Flutterはバージョン3.24からwasmに対応したんですが、いくつかのパッケージへの依存を解消しなければいけなくなりました(dart:html
=>package:web
など)。flutter_unity_widgetでは現状その対応がされていません。ただし、3Dで比較的重たいUI描画処理があるので、出来ればwasm対応はしたいところです。
と思っていたところ、ちょうどこの記事を書いているタイミングでwasm対応のPRが出ていました(びっくり)。=> https://github.com/juicycleff/flutter-unity-view-widget/pull/1030
補足としてこちらの検証も行ってみました。
wasm対応と比較
まだ先ほどのPRがマージされるまでは時間がかかるかなと思ったので、先んじて自前でそのブランチからビルドして使ってみました。するとちゃんと--wasm
オプションつけて起動することができました。
デフォルトのビルドモードだと、現在はCanvasKitレンダラーが使用されるのですが、Google ChromeのDevtoolsを使用して両者のパフォーマンスを比較してみました。
デフォルトビルドモード
Wasmビルドモード
比較すると、CPU利用率の部分で結構な差があるように思えます(上の方の黄色いグラフ)。特に、前者ではパフォーマンス低下が発生していることを示す赤いバーがちらほら見受けられます。これが起きているとフレームレートが安定しなかったりにつながります。
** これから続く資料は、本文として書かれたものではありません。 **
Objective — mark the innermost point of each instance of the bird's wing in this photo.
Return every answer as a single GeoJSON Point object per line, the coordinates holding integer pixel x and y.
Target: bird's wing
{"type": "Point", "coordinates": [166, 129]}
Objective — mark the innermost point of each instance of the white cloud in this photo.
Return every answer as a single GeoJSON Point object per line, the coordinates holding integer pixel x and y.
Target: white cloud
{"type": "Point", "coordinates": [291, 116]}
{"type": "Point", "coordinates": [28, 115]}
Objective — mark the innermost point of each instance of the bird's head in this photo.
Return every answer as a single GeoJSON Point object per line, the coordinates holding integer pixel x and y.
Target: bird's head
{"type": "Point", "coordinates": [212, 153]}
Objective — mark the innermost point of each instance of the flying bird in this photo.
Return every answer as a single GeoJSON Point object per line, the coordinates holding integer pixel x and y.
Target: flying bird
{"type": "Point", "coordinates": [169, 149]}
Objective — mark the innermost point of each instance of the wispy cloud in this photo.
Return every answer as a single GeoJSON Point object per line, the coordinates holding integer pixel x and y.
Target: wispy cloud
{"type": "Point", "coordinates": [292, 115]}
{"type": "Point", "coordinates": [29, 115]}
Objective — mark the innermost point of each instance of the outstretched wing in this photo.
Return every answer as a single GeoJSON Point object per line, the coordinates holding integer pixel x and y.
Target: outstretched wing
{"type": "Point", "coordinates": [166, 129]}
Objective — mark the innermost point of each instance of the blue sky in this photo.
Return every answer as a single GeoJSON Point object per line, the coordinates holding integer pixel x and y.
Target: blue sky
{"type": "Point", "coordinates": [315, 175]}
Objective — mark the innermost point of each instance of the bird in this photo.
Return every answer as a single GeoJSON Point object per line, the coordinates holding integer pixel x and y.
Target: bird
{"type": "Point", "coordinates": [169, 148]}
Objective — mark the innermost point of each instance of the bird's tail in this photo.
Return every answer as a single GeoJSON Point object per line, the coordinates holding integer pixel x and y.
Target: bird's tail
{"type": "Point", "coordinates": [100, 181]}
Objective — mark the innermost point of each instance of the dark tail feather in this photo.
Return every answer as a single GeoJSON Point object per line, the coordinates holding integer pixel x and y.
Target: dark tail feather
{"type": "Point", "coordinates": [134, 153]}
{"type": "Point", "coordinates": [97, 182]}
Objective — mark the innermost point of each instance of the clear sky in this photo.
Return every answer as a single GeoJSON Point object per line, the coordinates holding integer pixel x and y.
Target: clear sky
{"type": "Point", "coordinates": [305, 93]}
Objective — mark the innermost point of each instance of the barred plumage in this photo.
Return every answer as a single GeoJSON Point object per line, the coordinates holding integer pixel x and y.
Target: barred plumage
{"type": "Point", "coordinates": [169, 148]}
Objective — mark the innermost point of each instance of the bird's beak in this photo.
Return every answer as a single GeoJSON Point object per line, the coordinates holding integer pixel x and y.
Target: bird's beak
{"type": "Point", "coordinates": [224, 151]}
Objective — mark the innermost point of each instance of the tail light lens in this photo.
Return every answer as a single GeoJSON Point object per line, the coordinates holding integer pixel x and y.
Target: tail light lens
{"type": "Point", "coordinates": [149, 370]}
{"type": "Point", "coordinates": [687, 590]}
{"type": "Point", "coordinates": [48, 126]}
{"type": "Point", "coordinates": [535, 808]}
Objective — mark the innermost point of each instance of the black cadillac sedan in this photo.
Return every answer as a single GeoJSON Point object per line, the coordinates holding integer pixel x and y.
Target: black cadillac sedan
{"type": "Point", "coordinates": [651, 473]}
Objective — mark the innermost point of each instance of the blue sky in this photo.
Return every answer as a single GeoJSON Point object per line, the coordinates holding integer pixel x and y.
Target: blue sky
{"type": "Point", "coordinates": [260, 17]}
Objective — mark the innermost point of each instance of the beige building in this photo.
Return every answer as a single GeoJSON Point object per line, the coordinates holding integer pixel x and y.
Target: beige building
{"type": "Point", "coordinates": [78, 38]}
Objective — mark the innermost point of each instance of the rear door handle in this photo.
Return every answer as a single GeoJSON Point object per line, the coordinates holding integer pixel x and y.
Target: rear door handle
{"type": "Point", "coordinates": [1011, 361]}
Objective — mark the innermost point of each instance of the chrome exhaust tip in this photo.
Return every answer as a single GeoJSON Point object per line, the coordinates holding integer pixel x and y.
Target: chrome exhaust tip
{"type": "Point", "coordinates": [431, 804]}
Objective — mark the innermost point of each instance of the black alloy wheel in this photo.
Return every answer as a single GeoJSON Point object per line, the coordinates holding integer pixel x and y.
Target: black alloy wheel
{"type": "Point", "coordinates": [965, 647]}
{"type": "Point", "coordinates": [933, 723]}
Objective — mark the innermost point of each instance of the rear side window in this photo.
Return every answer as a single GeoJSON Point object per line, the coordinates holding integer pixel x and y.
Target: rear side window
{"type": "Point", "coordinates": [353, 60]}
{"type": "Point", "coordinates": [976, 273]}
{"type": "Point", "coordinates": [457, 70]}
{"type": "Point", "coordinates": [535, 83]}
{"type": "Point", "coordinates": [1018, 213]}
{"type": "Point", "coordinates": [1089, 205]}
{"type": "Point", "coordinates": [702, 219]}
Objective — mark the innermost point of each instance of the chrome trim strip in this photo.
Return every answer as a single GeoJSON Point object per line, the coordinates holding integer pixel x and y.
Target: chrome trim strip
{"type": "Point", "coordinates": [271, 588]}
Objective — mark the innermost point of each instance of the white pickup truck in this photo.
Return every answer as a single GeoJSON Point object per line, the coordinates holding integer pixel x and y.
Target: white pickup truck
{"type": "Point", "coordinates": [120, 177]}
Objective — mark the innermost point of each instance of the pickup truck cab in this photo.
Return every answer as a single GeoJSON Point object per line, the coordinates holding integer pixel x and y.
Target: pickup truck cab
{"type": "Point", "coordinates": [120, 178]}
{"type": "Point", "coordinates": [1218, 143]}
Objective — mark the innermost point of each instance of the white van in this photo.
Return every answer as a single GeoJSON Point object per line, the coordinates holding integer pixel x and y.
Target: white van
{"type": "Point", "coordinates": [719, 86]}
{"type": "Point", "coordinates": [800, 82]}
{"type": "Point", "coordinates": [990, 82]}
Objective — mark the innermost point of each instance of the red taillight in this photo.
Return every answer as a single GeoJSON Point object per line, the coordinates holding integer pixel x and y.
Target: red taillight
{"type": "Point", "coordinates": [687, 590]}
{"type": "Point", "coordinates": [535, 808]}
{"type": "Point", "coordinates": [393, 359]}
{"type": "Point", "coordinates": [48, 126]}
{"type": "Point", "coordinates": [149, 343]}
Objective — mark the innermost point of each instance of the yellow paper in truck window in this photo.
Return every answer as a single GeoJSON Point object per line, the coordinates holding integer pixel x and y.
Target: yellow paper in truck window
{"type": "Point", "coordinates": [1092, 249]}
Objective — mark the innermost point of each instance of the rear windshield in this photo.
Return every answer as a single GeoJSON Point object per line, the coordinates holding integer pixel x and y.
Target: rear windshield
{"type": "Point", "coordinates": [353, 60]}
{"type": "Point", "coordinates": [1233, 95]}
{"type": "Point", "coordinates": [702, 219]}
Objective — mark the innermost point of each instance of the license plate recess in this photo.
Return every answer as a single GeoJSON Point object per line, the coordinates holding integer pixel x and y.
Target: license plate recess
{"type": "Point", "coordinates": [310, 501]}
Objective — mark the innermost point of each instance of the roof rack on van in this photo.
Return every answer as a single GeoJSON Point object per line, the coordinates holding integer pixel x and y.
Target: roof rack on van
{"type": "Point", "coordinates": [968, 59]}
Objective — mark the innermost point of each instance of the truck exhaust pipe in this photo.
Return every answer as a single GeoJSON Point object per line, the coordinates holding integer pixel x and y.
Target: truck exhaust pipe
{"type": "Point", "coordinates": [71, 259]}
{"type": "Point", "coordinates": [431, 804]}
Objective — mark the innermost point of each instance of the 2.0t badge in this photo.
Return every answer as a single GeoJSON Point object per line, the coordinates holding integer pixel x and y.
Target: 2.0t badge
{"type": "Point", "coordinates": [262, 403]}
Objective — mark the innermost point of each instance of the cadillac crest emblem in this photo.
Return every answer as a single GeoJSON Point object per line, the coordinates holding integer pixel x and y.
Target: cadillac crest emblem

また、よく言われている初期ロードの遅さも、グラフからはっきりと読み取れます(最初の方に特に負荷が高く、時間がかかっている。GPU使用率も断続的になっていることも見受けられる)。これもwasmの方ではかなり改善しています。
メモリ(HEAP)に関しても、グラフの見た目だとわかりづらいですが、拡大して右側の数値を見ると値の範囲が異なり、wasmの方がかなり少ない使用量になっていることがわかります。
まとめ
Flutter WebとUnity as a Libraryの事例を書いてみました。
最初はFlutterで3Dグラフィックス処理したい時ってどうすればいいんだろうと思っていましたが、意外と簡単にUnityの導入ができました。
Flutter Webに関しても、今回はPoCでしたが、どんどん便利になってきているので今後実プロダクトで使える場面も増えていくんじゃないかと思っています。